Así pues, que los gays sepamos escuchar al Espíritu de Dios. No escuchemos lo que nos dice la sociedad, puesto que es siempre confuso, más bien consultémos al Señor para estar bien seguros que nuestro estilo de vida no le ofende. Porque tarde o temprano Él nos lo hará saber. Y entonces viviremos con alegría. Entre nosotros hay muchos que han sido llamados a la castidad; que ellos la ejerzan como regalo del Señor. Otros han sido llamados a la vida de pareja; que la ejerzan con toda alegría luego de haber experimentado con unos o con otros, siempre respetándose a si mismos y a la otra persona, y cuando ya estén seguros de que son el uno para el otro, sean fieles, para evitar cometer adulterio; en este caso la fidelidad es simplemente voluntaria. Que quien ha sido llamado al servicio de Dios, acuda prestamente sin dudar. Cuando Dios llama hay más de una forma de acudir a su llamado.

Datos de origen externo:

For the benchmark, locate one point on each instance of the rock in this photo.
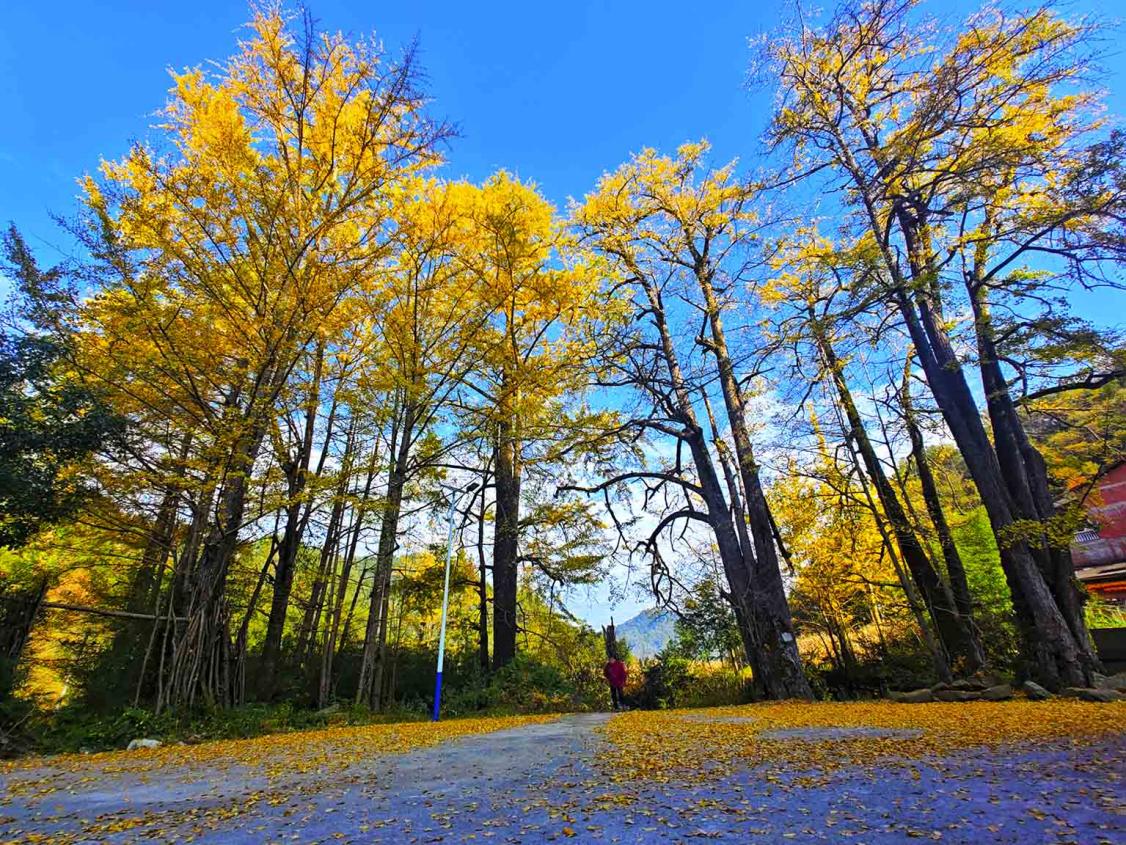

Y finalmente que quien no haya sabido discernir todavía su vocación, si anda todavía por el mundo, sepa cuidar y respetar a toda la humanidad. Que quien tenga una vida promiscua se cuide usando el condón y sabiendo perfectamente con quien se mete, para evitar contagios o infecciones sobre su propio cuerpo o el de la otra persona. Porque eso también debe ser una forma de amar a Dios. No, no es permisividad, es un ajustarnos a la situación de nuestra vida y saber actuar con responsabilidad. Pues mientras crecemos, algún día desaparecerá el comportamiento peligroso, pero si nos infectamos, por ejemplo, de VIH, el virus siempre estará en nuestra sangre con las consecuencias sabidas.
Así que luchemos por hacer valer la Ley de Dios, protejamos a los más débiles y ocasionemos que los más fuertes nos protejan. Hagamos de este mundo un lugar digno para vivir y cada vez que vayamos a hacer una cosa o decir algo, pensemos si va en consonancia con la Ley de Dios, es decir, pensemos si a Él le agradará porque va a ser un acto de amor que establecerá la paz, el bienestar o la misericordia de los seres humanos y de toda la creación.